We’ve got our own studio set up with standard recording kit in there.
Quite a lot of our podcasts are out and about so particularly for history, we’ll often be going to historian’s houses or to museums. We don’t tend to do so much by way of walking around a castle with a historian, I don’t think we’re quite good enough in terms of outside broadcast to pull that off. But we will often record our conversations in someone else’s study or something like that, so we have the portable kit to do that.
At the moment, obviously, we’re doing things very differently. I mean we are literally under a blanket. But we’ve worked out quite a nice system – we send out mics and recorders to interviewees.
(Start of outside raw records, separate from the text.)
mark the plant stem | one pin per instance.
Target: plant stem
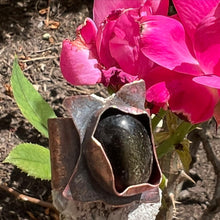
(168, 145)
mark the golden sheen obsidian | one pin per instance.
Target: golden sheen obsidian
(128, 147)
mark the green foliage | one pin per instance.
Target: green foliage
(32, 105)
(183, 151)
(32, 159)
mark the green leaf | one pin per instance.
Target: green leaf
(32, 159)
(34, 108)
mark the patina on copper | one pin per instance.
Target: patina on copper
(80, 166)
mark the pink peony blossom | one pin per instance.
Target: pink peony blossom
(108, 49)
(187, 48)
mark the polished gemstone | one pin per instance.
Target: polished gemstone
(128, 147)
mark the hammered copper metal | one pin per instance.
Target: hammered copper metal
(89, 177)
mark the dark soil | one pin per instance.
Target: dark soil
(21, 32)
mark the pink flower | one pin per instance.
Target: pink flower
(187, 48)
(108, 49)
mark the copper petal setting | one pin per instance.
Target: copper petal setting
(116, 170)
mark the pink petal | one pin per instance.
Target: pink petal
(102, 9)
(193, 101)
(207, 42)
(88, 31)
(217, 114)
(78, 64)
(103, 37)
(124, 45)
(212, 81)
(158, 94)
(159, 7)
(163, 41)
(191, 12)
(186, 98)
(115, 78)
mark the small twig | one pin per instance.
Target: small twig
(38, 58)
(28, 198)
(214, 204)
(48, 13)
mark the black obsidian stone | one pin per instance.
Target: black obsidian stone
(127, 145)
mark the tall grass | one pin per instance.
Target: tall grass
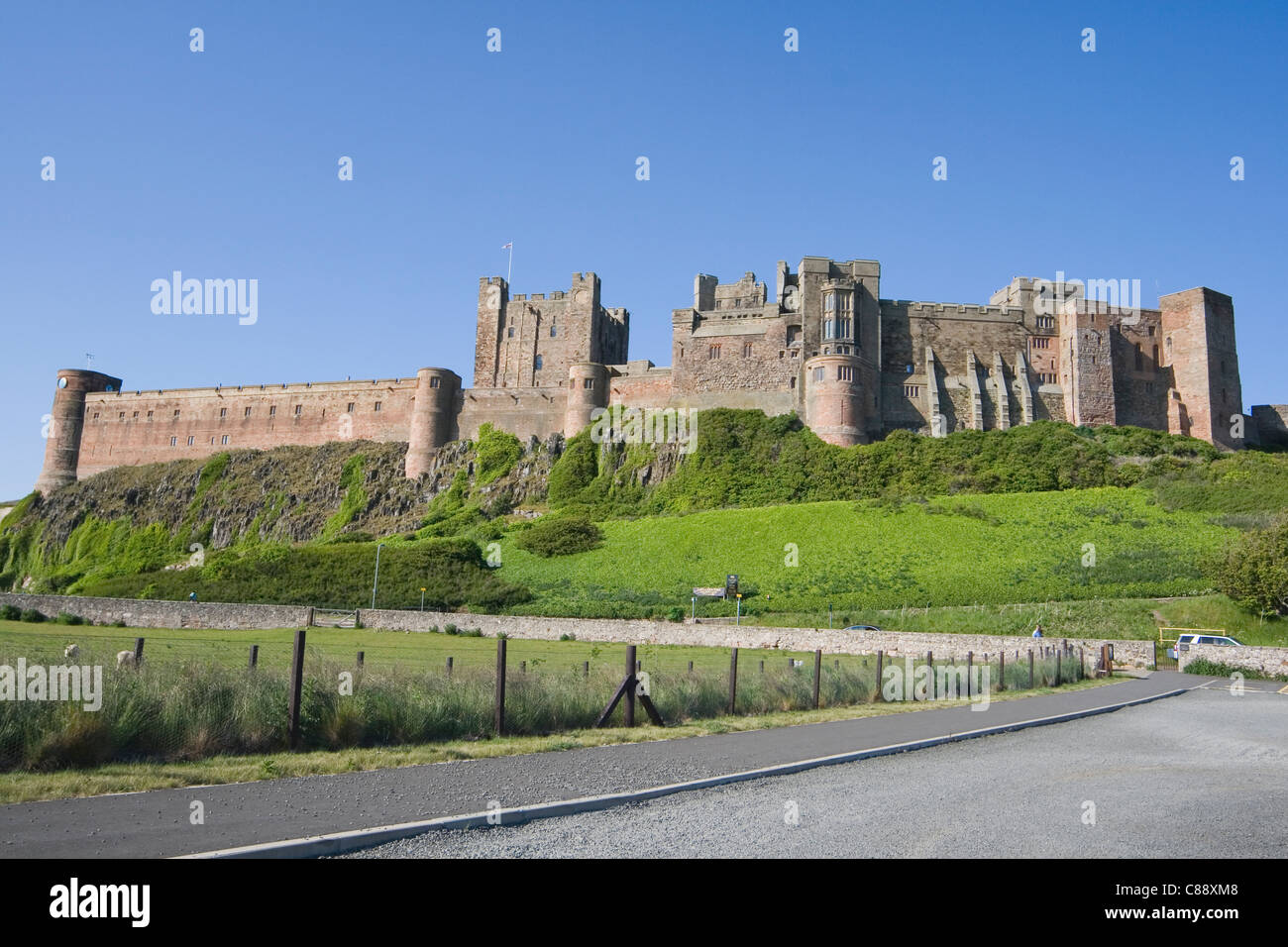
(198, 709)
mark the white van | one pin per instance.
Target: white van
(1184, 642)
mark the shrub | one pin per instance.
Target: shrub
(559, 536)
(1253, 571)
(497, 453)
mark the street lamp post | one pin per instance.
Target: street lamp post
(376, 579)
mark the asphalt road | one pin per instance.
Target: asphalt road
(1202, 775)
(158, 823)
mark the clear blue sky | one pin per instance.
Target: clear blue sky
(223, 163)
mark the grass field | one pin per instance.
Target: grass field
(1087, 544)
(394, 651)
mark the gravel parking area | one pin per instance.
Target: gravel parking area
(1203, 775)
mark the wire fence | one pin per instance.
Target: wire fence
(191, 697)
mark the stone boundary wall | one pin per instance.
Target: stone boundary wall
(1270, 661)
(231, 616)
(155, 613)
(1132, 654)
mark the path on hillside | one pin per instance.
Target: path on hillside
(158, 822)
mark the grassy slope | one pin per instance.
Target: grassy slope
(951, 551)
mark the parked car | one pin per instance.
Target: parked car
(1188, 639)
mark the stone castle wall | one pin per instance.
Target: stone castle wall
(545, 361)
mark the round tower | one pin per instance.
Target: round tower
(833, 399)
(433, 416)
(588, 389)
(65, 424)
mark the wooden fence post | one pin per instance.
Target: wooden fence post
(292, 728)
(733, 681)
(498, 705)
(631, 667)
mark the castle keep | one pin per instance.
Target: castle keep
(854, 367)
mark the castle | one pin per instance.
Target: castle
(854, 367)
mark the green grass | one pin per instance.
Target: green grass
(1122, 618)
(138, 777)
(866, 556)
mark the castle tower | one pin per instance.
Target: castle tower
(588, 389)
(433, 418)
(62, 445)
(1198, 346)
(835, 407)
(493, 298)
(1086, 365)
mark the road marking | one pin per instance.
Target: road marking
(336, 843)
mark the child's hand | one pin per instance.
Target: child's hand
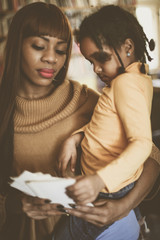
(68, 153)
(86, 189)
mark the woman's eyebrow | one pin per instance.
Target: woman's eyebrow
(59, 42)
(100, 54)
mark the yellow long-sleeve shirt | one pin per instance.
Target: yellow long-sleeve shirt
(117, 141)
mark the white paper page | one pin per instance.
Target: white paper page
(53, 190)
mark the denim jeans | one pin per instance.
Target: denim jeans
(74, 228)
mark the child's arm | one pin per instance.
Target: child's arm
(68, 152)
(133, 97)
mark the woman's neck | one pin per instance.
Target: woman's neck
(35, 93)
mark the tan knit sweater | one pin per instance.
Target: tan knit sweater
(40, 128)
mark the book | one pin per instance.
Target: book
(44, 186)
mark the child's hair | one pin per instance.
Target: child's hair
(35, 19)
(112, 25)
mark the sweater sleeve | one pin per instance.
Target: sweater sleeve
(155, 154)
(134, 112)
(2, 211)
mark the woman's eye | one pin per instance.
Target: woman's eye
(37, 47)
(60, 52)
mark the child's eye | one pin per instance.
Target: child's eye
(37, 47)
(60, 52)
(102, 57)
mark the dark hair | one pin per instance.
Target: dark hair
(32, 20)
(112, 25)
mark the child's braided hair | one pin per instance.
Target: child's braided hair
(112, 25)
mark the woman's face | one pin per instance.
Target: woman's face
(42, 59)
(105, 63)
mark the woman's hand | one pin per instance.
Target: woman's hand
(104, 212)
(86, 189)
(37, 208)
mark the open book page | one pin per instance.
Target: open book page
(44, 186)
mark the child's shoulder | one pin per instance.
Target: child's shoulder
(130, 80)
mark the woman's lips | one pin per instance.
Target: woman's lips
(46, 73)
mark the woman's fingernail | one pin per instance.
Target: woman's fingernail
(60, 206)
(62, 210)
(72, 205)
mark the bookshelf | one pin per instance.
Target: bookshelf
(75, 10)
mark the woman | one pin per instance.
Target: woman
(39, 109)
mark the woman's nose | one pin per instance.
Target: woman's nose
(97, 69)
(49, 56)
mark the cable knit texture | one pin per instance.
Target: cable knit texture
(40, 128)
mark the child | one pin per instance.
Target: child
(117, 141)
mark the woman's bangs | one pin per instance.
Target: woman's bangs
(54, 26)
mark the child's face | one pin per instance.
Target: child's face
(105, 63)
(42, 59)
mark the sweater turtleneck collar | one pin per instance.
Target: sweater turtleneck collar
(36, 115)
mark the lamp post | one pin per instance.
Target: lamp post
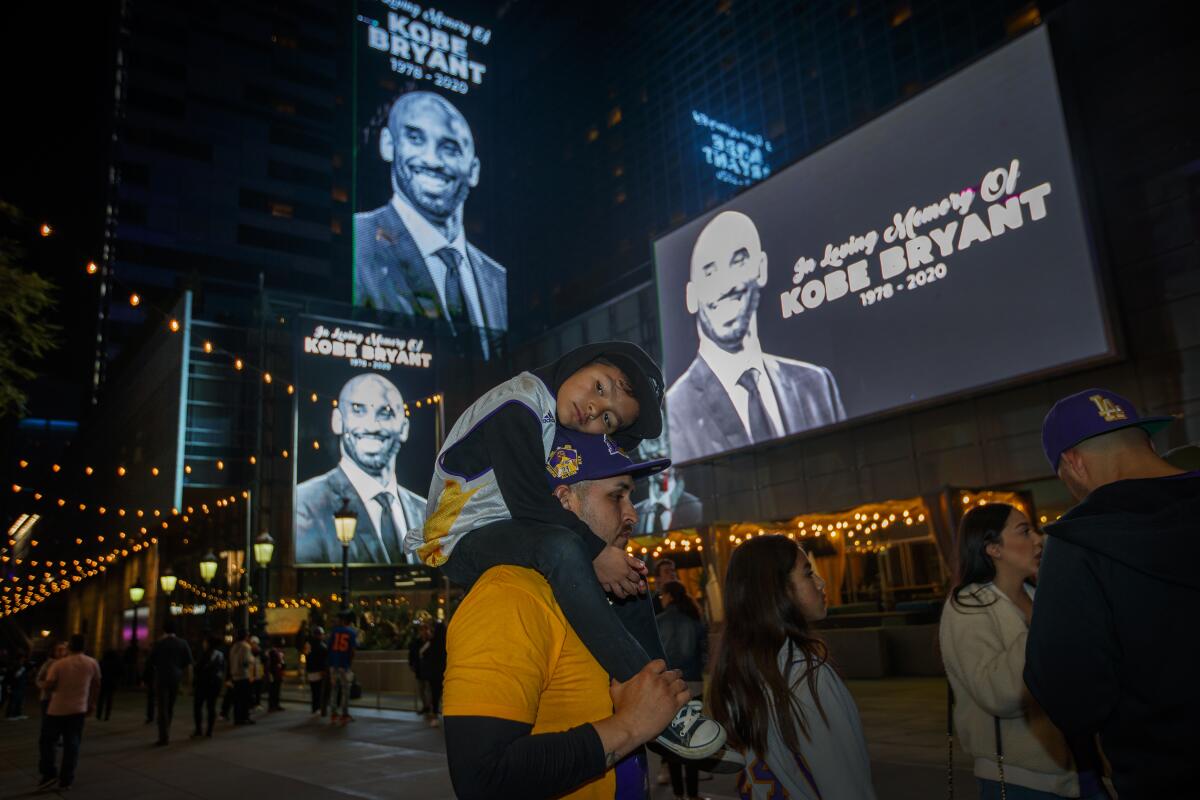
(167, 582)
(345, 522)
(137, 591)
(264, 548)
(209, 567)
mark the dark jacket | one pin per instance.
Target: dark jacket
(169, 657)
(702, 420)
(684, 642)
(318, 655)
(510, 444)
(111, 668)
(1113, 645)
(319, 498)
(210, 672)
(391, 274)
(433, 657)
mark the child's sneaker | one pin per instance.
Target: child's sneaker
(691, 734)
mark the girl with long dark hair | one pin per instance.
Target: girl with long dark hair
(773, 689)
(983, 631)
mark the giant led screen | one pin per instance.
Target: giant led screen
(365, 439)
(939, 248)
(421, 163)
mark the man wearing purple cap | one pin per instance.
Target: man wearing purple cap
(1111, 649)
(529, 713)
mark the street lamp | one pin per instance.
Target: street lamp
(137, 591)
(345, 522)
(209, 567)
(264, 548)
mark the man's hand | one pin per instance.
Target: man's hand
(619, 573)
(642, 708)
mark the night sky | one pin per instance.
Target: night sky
(57, 66)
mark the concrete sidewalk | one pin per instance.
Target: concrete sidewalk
(395, 755)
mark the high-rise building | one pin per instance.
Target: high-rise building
(229, 157)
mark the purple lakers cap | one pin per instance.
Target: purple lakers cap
(589, 457)
(1091, 413)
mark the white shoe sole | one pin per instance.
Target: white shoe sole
(693, 753)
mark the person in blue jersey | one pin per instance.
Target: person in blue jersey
(773, 687)
(343, 643)
(489, 506)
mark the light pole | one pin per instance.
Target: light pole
(208, 571)
(137, 591)
(167, 582)
(345, 522)
(264, 548)
(209, 567)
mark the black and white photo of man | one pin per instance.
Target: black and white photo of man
(733, 395)
(412, 254)
(667, 505)
(371, 427)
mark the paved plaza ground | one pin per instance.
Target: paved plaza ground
(288, 756)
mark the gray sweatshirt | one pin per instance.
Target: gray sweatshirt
(832, 764)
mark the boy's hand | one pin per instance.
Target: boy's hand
(619, 573)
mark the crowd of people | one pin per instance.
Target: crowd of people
(1068, 651)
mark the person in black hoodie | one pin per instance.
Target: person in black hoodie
(489, 506)
(1111, 649)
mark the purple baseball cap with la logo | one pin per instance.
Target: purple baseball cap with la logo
(1091, 413)
(589, 457)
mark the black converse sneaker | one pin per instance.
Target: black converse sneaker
(691, 734)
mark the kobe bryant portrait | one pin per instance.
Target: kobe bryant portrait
(412, 254)
(371, 426)
(733, 395)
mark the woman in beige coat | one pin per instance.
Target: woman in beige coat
(984, 625)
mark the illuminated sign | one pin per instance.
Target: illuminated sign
(936, 250)
(737, 157)
(370, 349)
(366, 434)
(426, 43)
(421, 157)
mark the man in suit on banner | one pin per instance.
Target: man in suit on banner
(733, 395)
(412, 254)
(667, 505)
(372, 427)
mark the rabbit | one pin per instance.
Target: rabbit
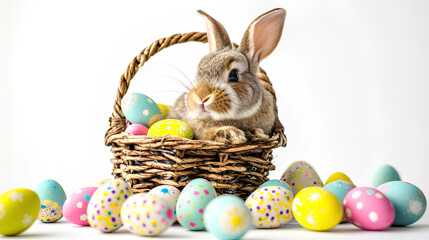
(226, 102)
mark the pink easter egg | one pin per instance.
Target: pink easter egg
(368, 209)
(74, 209)
(137, 129)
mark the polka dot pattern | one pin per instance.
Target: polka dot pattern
(146, 215)
(75, 207)
(368, 209)
(270, 206)
(192, 202)
(105, 204)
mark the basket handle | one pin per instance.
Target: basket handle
(117, 120)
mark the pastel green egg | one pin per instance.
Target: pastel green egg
(139, 108)
(172, 127)
(19, 209)
(165, 109)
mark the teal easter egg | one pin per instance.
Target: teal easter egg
(276, 182)
(52, 198)
(340, 189)
(385, 173)
(227, 217)
(192, 202)
(408, 200)
(141, 109)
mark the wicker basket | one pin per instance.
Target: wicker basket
(147, 162)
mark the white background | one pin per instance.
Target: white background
(352, 79)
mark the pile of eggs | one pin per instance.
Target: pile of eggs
(110, 204)
(146, 117)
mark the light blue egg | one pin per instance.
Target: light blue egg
(276, 182)
(385, 173)
(192, 202)
(227, 217)
(141, 109)
(52, 197)
(408, 200)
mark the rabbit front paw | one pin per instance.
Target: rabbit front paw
(227, 134)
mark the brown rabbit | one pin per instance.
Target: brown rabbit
(227, 102)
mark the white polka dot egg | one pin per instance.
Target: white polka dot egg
(270, 206)
(105, 205)
(368, 209)
(146, 215)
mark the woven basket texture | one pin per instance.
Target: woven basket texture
(146, 162)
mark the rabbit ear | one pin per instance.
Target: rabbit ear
(263, 34)
(216, 34)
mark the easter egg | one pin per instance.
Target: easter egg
(19, 209)
(226, 217)
(317, 209)
(385, 173)
(105, 205)
(139, 108)
(368, 209)
(167, 193)
(340, 189)
(76, 205)
(270, 206)
(300, 175)
(192, 202)
(338, 176)
(137, 129)
(408, 200)
(52, 198)
(171, 127)
(146, 215)
(276, 182)
(165, 109)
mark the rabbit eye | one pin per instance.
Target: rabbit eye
(233, 76)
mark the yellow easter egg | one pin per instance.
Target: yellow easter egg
(165, 109)
(171, 127)
(338, 176)
(19, 209)
(317, 209)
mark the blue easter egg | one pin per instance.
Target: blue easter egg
(408, 200)
(52, 198)
(276, 182)
(141, 109)
(192, 202)
(227, 217)
(385, 173)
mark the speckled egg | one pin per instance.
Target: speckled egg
(368, 209)
(226, 217)
(105, 205)
(171, 127)
(338, 176)
(52, 198)
(317, 209)
(385, 173)
(19, 209)
(146, 215)
(408, 200)
(192, 202)
(139, 108)
(276, 182)
(137, 129)
(167, 193)
(340, 189)
(270, 207)
(300, 175)
(165, 109)
(76, 205)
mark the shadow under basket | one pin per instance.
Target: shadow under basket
(146, 162)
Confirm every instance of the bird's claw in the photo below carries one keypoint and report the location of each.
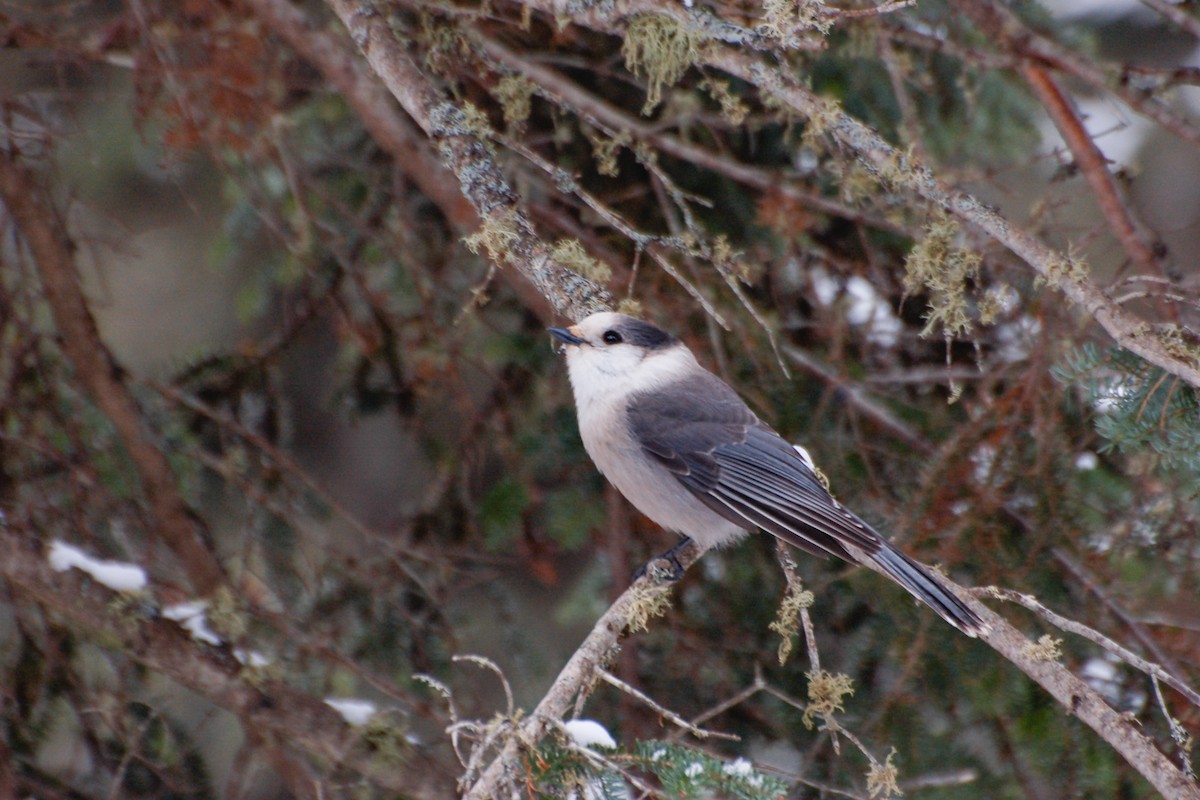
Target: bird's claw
(665, 567)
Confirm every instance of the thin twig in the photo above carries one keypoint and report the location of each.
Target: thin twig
(642, 697)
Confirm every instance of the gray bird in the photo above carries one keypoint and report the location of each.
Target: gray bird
(690, 455)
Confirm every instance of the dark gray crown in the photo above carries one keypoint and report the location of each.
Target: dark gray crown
(642, 334)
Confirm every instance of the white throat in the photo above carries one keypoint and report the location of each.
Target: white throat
(603, 378)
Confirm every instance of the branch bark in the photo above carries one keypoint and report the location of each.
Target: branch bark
(49, 244)
(471, 158)
(273, 713)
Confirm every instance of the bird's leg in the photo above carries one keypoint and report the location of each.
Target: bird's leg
(672, 570)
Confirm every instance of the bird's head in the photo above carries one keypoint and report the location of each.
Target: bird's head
(610, 353)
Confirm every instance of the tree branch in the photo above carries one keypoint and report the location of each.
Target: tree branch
(271, 710)
(469, 156)
(51, 246)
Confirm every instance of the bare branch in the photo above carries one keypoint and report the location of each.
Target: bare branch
(49, 244)
(469, 157)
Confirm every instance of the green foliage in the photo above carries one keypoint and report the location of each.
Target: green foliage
(501, 512)
(1140, 408)
(689, 773)
(684, 773)
(660, 49)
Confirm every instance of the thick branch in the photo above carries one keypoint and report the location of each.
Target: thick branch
(472, 161)
(570, 95)
(897, 168)
(46, 235)
(1095, 167)
(277, 714)
(394, 132)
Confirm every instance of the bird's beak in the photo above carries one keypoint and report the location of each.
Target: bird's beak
(565, 336)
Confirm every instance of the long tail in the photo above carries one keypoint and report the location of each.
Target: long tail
(924, 587)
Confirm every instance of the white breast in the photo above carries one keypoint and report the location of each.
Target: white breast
(651, 487)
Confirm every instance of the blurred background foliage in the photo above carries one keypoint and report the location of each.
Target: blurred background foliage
(379, 437)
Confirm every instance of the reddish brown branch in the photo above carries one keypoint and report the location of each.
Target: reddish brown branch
(1095, 167)
(468, 156)
(388, 126)
(293, 723)
(49, 244)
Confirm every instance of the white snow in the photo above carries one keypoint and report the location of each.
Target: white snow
(864, 305)
(589, 733)
(252, 659)
(743, 769)
(117, 576)
(353, 710)
(738, 768)
(191, 618)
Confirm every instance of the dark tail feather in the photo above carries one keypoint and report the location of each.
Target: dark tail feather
(924, 587)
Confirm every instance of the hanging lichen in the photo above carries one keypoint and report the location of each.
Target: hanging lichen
(659, 49)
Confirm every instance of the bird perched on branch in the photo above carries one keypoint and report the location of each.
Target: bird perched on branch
(690, 455)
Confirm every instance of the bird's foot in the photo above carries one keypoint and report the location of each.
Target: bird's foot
(665, 567)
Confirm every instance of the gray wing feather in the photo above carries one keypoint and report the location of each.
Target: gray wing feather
(748, 474)
(741, 469)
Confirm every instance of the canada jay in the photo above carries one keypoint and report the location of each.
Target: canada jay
(684, 449)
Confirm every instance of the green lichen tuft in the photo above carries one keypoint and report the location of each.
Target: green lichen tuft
(496, 235)
(826, 693)
(651, 602)
(515, 95)
(659, 49)
(732, 107)
(570, 253)
(606, 150)
(787, 618)
(784, 18)
(939, 268)
(1047, 649)
(882, 779)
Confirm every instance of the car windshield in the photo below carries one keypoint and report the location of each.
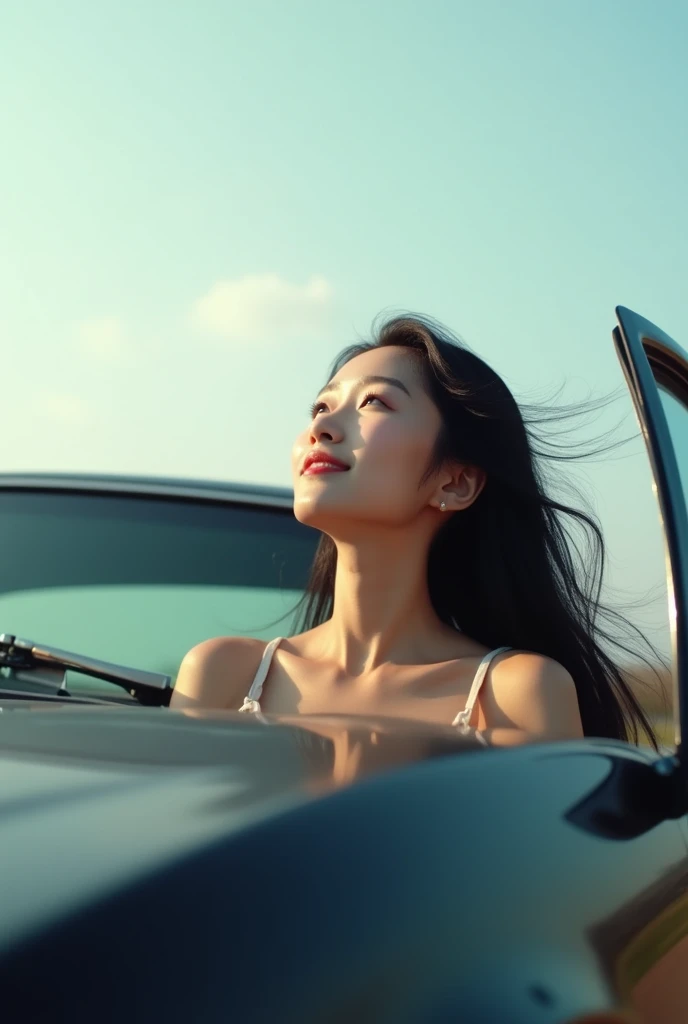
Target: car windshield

We’re getting them couriered out then recording three-way; they record, I record, and then I record a conversation over the VOIP on the computer. So we’ve got three recordings that we splice together, which gives us pretty decent audio. It wasn’t my idea, it was my podcasts guys who came up with it, but it seems to work.
I think there is scope to do a bit more season or series type material. All our podcasts tend to float around, we cover one topic and then a completely different topic. I think probably we could settle down and do a week on the Vikings or something, particularly if we could tie in with a Netflix producer or if the BBC does a big series.
I do think there is probably something in the live events idea, just gathering some interesting historians in the room, and recording something a bit more conversational. Possibly a bit more current affairs based might be interesting. So you know, what’s going on in the world, and giving the historical perspective? That’s possibly somewhere there’s a bit of a gap.
Advice on starting up
I’d definitely say just keep it simple. Come up with a format that works.
And you’ve got to commit to doing it. There’s no point just doing one and then saying, ah that didn’t really work, or it was really hard work, or it wasn’t as good as I wanted it to be. You’ve got to commit to doing it for either a season, or to say we’re definitely going to do it every week, every fortnight. Establish some frequency and commit to doing it. You need to give it some time to grow, and to find its voice.
If you come at it from the print perspective, then I think you might need to just moderate your expectations a bit about what you’re able to do, and just deliver something that fits in with your editorial brand values.
If you’ve got people who are up for doing a roundtable type thing then go with that. If you’ve got people you think you could interview then go with that. Or, if there’s an entirely different way of approaching it, then fine. But just make sure that whatever it is, you can actually do on a regular basis without it being a massive imposition on your working day.